Having five people, all home-working/schooling, in our small coach house has been a challenge over the past year and it got even more challenging when our eldest finished university and started her graduate trainee programme after Christmas. While she considers her future living arrangements and saves some money to facilitate a mortgage or rent, she's working from her small bedroom and that is a challenge with the amount of stuff she has, not least the hardware needed for her job - two monitors, laptops, speakers etc. So, in an effort to make the space a little more conducive to work, my husband decided to build her a desk.

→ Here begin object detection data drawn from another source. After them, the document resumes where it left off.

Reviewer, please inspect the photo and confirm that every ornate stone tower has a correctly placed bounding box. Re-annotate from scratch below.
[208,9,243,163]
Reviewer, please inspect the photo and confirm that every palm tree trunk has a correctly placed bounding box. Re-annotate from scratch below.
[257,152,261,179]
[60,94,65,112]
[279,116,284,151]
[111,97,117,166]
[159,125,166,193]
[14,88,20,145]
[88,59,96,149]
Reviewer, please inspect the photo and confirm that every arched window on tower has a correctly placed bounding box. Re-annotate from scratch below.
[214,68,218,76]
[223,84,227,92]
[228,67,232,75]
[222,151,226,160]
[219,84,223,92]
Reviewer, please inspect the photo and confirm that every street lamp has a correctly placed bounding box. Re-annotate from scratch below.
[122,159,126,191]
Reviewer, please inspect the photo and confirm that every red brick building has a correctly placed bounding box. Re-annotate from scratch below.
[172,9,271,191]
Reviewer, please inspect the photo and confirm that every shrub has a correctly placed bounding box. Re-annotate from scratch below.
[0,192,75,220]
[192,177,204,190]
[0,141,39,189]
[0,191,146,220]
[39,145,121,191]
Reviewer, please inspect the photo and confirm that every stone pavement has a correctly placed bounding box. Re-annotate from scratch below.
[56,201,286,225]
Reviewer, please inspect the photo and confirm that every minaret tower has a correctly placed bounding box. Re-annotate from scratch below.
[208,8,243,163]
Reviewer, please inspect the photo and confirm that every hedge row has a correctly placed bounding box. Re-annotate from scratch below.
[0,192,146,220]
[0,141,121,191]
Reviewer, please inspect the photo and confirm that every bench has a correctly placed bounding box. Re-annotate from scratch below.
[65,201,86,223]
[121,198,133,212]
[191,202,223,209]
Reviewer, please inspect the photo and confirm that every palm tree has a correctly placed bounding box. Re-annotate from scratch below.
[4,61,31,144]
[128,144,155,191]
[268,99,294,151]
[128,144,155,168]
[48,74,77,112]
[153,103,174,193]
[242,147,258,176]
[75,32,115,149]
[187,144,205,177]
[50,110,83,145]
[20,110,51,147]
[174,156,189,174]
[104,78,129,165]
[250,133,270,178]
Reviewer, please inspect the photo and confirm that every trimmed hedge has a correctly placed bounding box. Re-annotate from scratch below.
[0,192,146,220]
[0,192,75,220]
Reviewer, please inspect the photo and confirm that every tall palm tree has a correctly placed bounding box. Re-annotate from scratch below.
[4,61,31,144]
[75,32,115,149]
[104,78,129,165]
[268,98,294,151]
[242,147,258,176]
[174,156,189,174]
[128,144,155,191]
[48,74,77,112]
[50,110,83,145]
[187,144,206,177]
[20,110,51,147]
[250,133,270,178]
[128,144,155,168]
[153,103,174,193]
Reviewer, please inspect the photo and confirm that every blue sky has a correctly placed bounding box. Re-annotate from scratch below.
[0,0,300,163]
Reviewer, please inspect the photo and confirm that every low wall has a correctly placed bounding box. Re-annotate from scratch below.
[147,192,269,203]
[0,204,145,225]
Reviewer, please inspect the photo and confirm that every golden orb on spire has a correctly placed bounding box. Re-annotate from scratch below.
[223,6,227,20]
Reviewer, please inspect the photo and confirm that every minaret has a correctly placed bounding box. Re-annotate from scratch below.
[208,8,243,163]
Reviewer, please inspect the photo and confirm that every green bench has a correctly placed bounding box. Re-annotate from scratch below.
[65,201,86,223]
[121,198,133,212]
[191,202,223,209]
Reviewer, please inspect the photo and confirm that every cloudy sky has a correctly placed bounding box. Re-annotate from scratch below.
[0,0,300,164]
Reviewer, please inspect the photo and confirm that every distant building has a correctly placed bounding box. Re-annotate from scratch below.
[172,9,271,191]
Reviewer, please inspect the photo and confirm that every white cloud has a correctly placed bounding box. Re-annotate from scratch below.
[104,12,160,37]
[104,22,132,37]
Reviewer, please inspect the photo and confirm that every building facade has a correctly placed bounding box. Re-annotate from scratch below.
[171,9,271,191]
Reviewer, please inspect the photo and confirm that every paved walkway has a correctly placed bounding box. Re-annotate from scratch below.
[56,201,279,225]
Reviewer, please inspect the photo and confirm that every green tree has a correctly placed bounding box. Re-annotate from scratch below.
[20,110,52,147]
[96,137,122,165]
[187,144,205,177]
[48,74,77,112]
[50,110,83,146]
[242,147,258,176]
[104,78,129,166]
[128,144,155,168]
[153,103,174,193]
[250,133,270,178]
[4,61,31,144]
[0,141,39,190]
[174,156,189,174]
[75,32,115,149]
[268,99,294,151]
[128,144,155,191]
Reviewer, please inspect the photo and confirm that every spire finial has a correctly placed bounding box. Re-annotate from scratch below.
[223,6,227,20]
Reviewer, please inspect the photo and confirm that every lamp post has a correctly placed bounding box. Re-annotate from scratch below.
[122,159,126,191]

Old desk arrangement - yikes

Firstly, I have to say there are constraints in her room. Quite apart from it being pretty small, the only space that the desk can go is at the end, right next to the door. This means that when you open the door you effectively walk into the desk.

New desk from the door

On the wall opposite there's also a radiator, just to complicate matters further. But there is nowhere else for a desk because one wall is taken up by floor to ceiling built-in wardrobes (the same wall that the door is on) and the other has a circular window looking out onto the back garden plus her double bed is in the middle. Up until now she has had a rectangular Ikea desk that was ok but she had to put a makeshift shelf on it to raise one of her monitors plus, as already mentioned, the door opened into it and you were inclined to bruise yourself on the corner if you weren't careful. So, the challenge was to create a desk that utilised and maximised the available space, that was curved at the end beside the door and that had a raised level for a monitor. The further challenge was that this had to be completed between Friday evening when she finished work and Monday morning when she went back to work.

Rough model - didn't quite work out like this

On Thursday evening my husband measured the space and built a rough model out of cardboard. On Friday morning he ordered a supply of birch plywood that was efficiently delivered within a couple of hours. And on Saturday, after a lie-in and a late breakfast, he took himself into the back garden and spent the next few hours sawing and planing and sanding. By mid afternoon the desk and two shelves were done (in the end he decided to use only one of them), he had removed the legs off my desk that sat in an alcove at the end of our hall and for which I have a new plan, and attached them to the new desk. He assembled it in the room and gave it a coat of varnish. The following morning he gave it a second coat and by evening, all the equipment was on it and ready for morning.

It's not perfect but given the time constraints and challenges of doors and radiators and space, it's a triumph in my eyes and will certainly keep daughter no. 1 happy until such time as she returns to an office or moves out.